Les liens ne fonctionnent plus, et j'ai fait toutes les MAJ possibles. 
Un peu dépitée, je ne comprends pas, cela fonctionne sur tous les autres appareils de la maison... Et même avec le téléphone de ma voisine!


----------



## boninmi (24 Avril 2021)

Cette imprimante semble pourtant tout à fait compatible 10.12 (et même 10.11)
As-tu respecté les spécifications d'installation de l'assistance HP ?
La page propose également une assistance en ligne.



			https://support.hp.com/fr-fr/printer-setup/hp-envy-6000-all-in-one-printer-series/29256672/model/29256673
		


Il y a un lien "Consulter les logiciels disponibles" qui te conduit ensuite au téléchargement des pilotes (micrologiciel et pilote). As-tu bien installé les deux ?

Avec quel logiciel l'impression couleur ne fonctionne-t-elle pas ? Tous ou seulement un ou certains ?


----------



## Moonwalker (25 Avril 2021)

HP Envy 6020.

Appareil relativement récent. Ne doit pas poser de problèmes.






						Imprimante tout-en-un HP ENVY 6020 Téléchargements de logiciels et de pilotes | Assistance clientèle HP®
					

Téléchargez les dernier pilotes, firmware et logiciel pour votre Imprimante tout-en-un HP ENVY 6020.Ceci est le site officiel de HP pour télécharger gratuitement des pilotes pour vos produits HP Computing and Printing pour le système d'exploitation Windows et Mac.




					support.hp.com
				




Néanmoins, je vois une différence entre 10.12 Sierra et 10.13 High Sierra.

Sur 10.12 Sierra, rien n’est proposé au téléchargement, outre la mise à jour du firmware (peut-être déjà effectuée, à vérifier). On y parle aussi de AirPrint.

AirPrint c’est bien, surtout avec HP, mais parfois il n’y a pas toutes les fonctions, loin de là.

Avec 10.13 High Sierra, HP propose HP Smart, un logiciel qu’on télécharge sur le Mac App Store.


----------



## pooja22 (24 Janvier 2022)

Bonjour,
Cela fait un an ou deux ans que j'ai acheté une HP ENVY 7800 series.. Elle fonctionne impeccable par wi-fi et à partir de mon téléphone MAIS seul bémol avec mon MacBook je n'arrive pas à imprimer en couleur je peux choisir que l'option noir et blanc.
J'ai installé ceci : https://support.apple.com/kb/DL1888?locale=fr_FR mais toujours le même problème....

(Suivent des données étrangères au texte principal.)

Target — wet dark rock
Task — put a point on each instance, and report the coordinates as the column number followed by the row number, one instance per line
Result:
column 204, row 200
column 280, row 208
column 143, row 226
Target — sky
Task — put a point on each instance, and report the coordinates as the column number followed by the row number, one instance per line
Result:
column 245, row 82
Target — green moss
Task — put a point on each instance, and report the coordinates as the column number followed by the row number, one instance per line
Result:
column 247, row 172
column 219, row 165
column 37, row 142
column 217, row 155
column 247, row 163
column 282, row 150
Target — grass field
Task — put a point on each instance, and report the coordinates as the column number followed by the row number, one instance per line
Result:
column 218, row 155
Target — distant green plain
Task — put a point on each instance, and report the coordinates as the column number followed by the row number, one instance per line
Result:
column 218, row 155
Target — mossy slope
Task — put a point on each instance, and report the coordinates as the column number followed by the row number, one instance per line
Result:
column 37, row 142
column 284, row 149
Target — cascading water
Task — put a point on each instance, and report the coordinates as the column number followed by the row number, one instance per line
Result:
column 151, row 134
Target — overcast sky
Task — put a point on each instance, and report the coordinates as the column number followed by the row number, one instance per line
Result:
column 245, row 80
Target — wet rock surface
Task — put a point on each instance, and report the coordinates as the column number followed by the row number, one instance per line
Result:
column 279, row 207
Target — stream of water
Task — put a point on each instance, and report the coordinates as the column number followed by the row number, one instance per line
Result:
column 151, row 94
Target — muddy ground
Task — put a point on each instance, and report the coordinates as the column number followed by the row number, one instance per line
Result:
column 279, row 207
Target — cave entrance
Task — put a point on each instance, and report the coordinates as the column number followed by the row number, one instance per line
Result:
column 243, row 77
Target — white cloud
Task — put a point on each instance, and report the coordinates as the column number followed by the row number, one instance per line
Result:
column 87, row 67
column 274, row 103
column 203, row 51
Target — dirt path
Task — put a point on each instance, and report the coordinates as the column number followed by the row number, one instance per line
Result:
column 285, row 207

Alors j'ai un MACBOOK PRO 3-inch, 2018, Four Thunderbolt 3 Ports - macOS Monterey version 12.1

Merci d'avance.


----------



## Moonwalker (24 Janvier 2022)

pooja22 a dit:


> Bonjour,
> Cela fait un an ou deux ans que j'ai acheté une HP ENVY 7800 series.. Elle fonctionne impeccable par wi-fi et à partir de mon téléphone MAIS seul bémol avec mon MacBook je n'arrive pas à imprimer en couleur je peux choisir que l'option noir et blanc.
> J'ai installé ceci : https://support.apple.com/kb/DL1888?locale=fr_FR mais toujours le même problème....
> 
> ...


Je possède ce modèle d’imprimante mais je ne l’utilise pas avec Monterey.

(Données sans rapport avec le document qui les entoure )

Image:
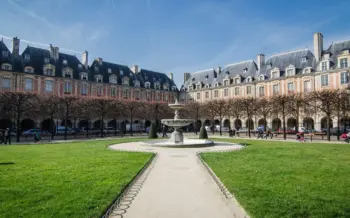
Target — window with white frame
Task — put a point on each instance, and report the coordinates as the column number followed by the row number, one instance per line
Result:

L’imprimante est de conception postérieures à ce paquet logiciel du site Apple, elle n’est donc pas prise en charge. Bref, ça ne lui sert à rien.


Sur le support HP :






						Gamme d'imprimantes tout-en-un HP ENVY Photo 7800 Téléchargements de logiciels et de pilotes | Assistance clientèle HP®
					

Téléchargez les dernier pilotes, firmware et logiciel pour votre Gamme d'imprimantes tout-en-un HP ENVY Photo 7800.Ceci est le site officiel de HP pour télécharger gratuitement des pilotes pour vos produits HP Computing and Printing pour le système d'exploitation Windows et Mac.




					support.hp.com
				




Tu as le choix entre le *HP Smart* (qui conduit sur le Mac App Store) et le *HP Easy Start* (les outils d’origine de la machine téléchargés depuis les serveurs HP).

J’utilise toujours les logiciels HP Easy Start (HP Easy Scan + HP Utility + logiciels essentiels).


----------



## love_leeloo (24 Janvier 2022)

si elle est compatible Apple AirPrint, ça se tente.
la mienne n'a pas de drivers à jour, mais grâce à Airprint, ça imprime


----------



## Moonwalker (24 Janvier 2022)

love_leeloo a dit:


> si elle est compatible Apple AirPrint, ça se tente.
> la mienne n'a pas de drivers à jour, mais grâce à Airprint, ça imprime


Elle est parfaitement compatible AirPrint.


----------



## love_leeloo (24 Janvier 2022)

oui mais en fait je me dis que ca doit etre déjà activé si ca marche depuis le téléphone


----------



## pooja22 (24 Janvier 2022)

Moonwalker a dit:


> Je possède ce modèle d’imprimante mais je ne l’utilise pas avec Monterey.
> 
> L’imprimante est de conception postérieures à ce paquet logiciel du site Apple, elle n’est donc pas prise en charge. Bref, ça ne lui sert à rien.
> 
> ...


OMGGGG MERCIIIIIII INFINIMENT MOONWALKER !!!!!!!  
J'ai télécharger le logiciel HP Easy Start et ça marche parfaitement.
Franchement un très grand merci à vous


----------